Postural hypotension can result from a multitude of factors, but I would always advise the same starting point, which is to perform a lying and standing blood pressure. In my experience, this is often performed incorrectly or not done at all. The BP should be taken 1 minute after standing from a lying position, and again at 3 minutes.  Care home nurses should be trained and encouraged to do this after a resident’s fall and discuss the results with the multi-disciplinary team.

  1. Encourage activity

The simplest and most effective recommendation for both falls prevention and falls management is to encourage care home residents to be active. Note I mention activity as opposed to mobility. Activity can include any form of movement and should be incorporated into everyday life for care home residents. The care home nurse is best suited to identify activities the resident enjoys, and to support them to do them as part of their care delivery. Activity not only encourages movement and prevents deconditioning but improves overall quality and enjoyment of life for all residents.

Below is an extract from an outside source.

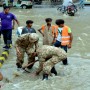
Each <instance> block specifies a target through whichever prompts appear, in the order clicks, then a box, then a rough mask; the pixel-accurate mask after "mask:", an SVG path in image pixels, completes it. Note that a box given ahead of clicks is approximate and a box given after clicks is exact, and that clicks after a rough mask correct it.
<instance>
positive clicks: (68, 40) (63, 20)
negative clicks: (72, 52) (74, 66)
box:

  1. The care home nurse is key!

What struck me about my recommendations is they all have a shared commonality. The care home nurse! An often underused, overlooked, and undervalued healthcare professional.  I encourage everyone to recognise and utilise the care home nurse as the centre point in falls prevention and falls management. This principle also underpins one of the largest studies about falls in care homes. The Falls in Care Home (FinCH) study led by Pip Logan in Nottingham University examined a new Guide to Action in Care Homes (GtACH) programme. which was designed by a collaboration group including care home staff and families to prevent resident falls in care homes. The study involved 84 care homes across the UK with 1600 residents over a three-year period by training care home staff to carry out a personal assessment and suggest changes that may prevent residents falling in the future. One of the main contributing factors to the project’s success in reducing falls was the inclusion of care home staff in the design stage of the programme, and in its implementation.

Ultimately, I believe the care home nurse is indispensable in the prevention and management of falls in care homes. Often, they are the first person at the scene after a fall, the first responder to the next action that follows and the source of information for the multi-disciplinary team. By working as a collaborative multi-disciplinary team, we can get it right when a resident falls.

One final thought: there is always something that can be implemented to reduce falls in care homes. If you’re stuck for ideas, I’m sure there will be plenty available in the seminars and conferences taking place across the UK during Falls Prevention Awareness week (Sunday 18th – Saturday 24th September). Don’t forget to re-watch content from the BGS’s 23rd International Conference on Falls and Postural Stability, which took place on 9th September.